QC Statistics

Using CheckM2 on long prokaryotic contigs

The easiest way to filter out long (>300 kb) erroneous prokaryotic contigs is to run CheckM2 on individual contigs.

If a chimeric contig is long enough, it will often have high CheckM contamination due to the presence of duplicated marker genes from multiple organisms.

To extract all contigs of length >= X bp and run CheckM2, you can do (with mylotools)

cd myloasm_results
mylotools extract-contigs --output-folder contigs_dir --min-contig-length X
checkm2 predict --input contigs_dir -x fa -o checkm2_results --threads 40

Using k-mer multiplicity statistics for duplicates/strain chimeras

Myloasm's fasta outputs have information about how often 21-mers are repeated (its multiplicity) within a contig:

>u123123ctg_XXX_mult-1.00 <- fasta record with k-mer multiplicity

In our experience, prokaryotic contigs should almost always have average k-mer multiplicity near 1.00. If you have a very long contig (> 1M bp) of multiplicity > 1.05, it may be a chimera from multiple strains of a species.

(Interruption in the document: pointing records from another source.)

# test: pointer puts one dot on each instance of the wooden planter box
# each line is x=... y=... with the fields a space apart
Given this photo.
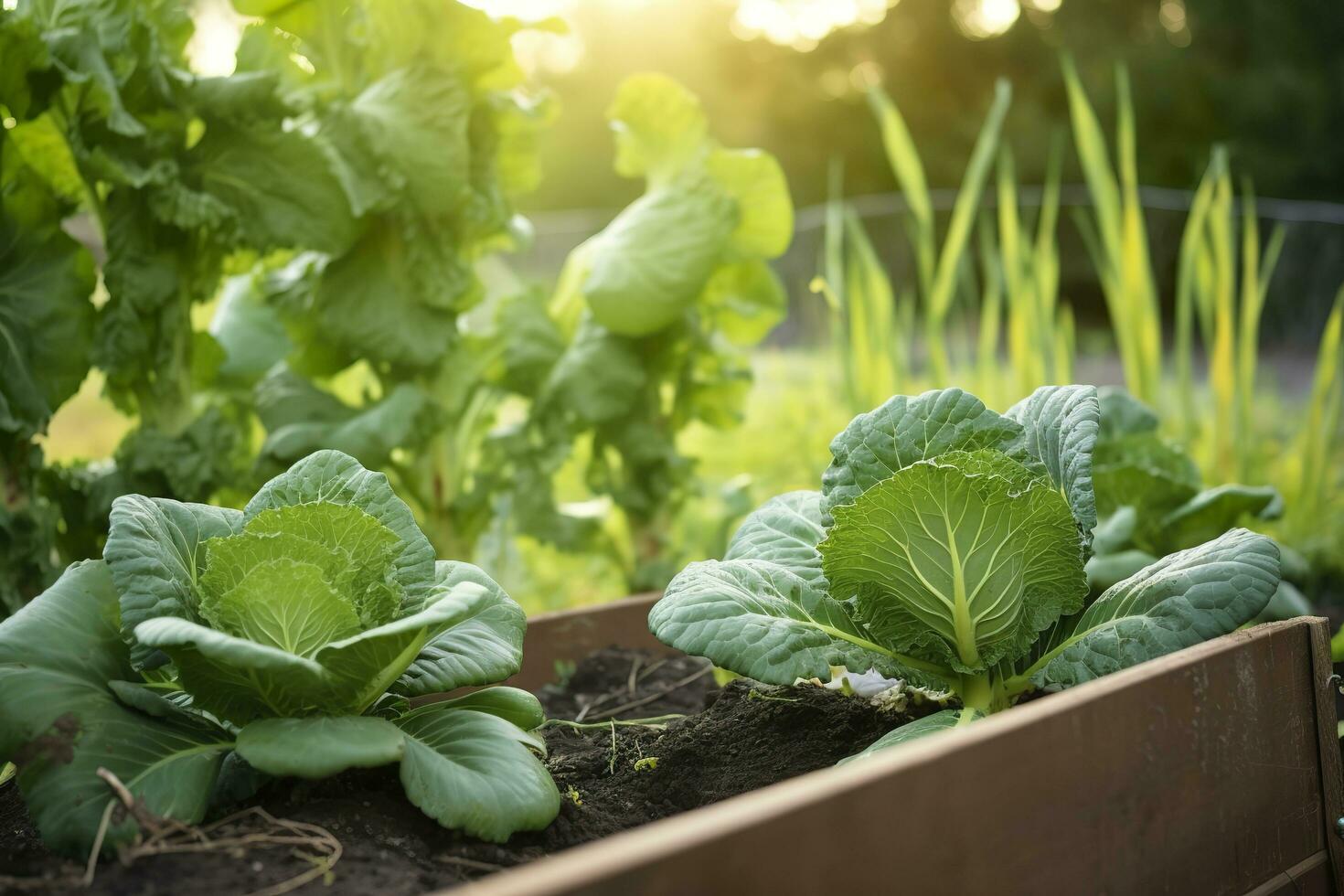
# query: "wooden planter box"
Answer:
x=1214 y=770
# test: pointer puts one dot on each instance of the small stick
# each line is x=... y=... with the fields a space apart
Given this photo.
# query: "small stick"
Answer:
x=468 y=863
x=652 y=721
x=632 y=680
x=649 y=669
x=641 y=701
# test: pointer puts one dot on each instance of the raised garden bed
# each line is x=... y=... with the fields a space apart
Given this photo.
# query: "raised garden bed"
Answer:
x=1214 y=770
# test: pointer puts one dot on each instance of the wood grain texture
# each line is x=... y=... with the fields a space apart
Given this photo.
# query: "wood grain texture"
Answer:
x=1327 y=735
x=1199 y=773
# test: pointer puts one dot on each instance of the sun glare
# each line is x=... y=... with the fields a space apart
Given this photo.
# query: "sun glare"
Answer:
x=803 y=23
x=983 y=19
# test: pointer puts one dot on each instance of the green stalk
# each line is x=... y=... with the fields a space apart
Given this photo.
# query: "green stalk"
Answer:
x=977 y=692
x=958 y=229
x=1320 y=430
x=1115 y=238
x=1187 y=286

For small genomes (e.g. viruses), the expected k-mer multiplicity may deviate from 1.00. However, a small contig with k-mer multiplicity >> 1 can be suspicious. A contig with k-mer multiplicity = 2, 3, or an integer multiple can indicate a perfectly duplicated contig.

Notes on circularized contigs

For prokaryotic genomes, low CheckM2 completeness can indicate premature circularization. However:

we have found that complete organelle genomes (mitochondria, plastids from microeukaryotes) can have non-trivial CheckM2 completeness (> 30% but < 90%)
secondary chromosomes and genomes with multiple chromosomes can have lower completeness
some clades of microbes have low CheckM2 completeness scores, even when they're complete

The myloasm tag circular-possibly indicates lower confidence circular genomes (due to low coverage or assembly graph ambiguity), but these can often be complete genomes, especially if CheckM2 scores are good.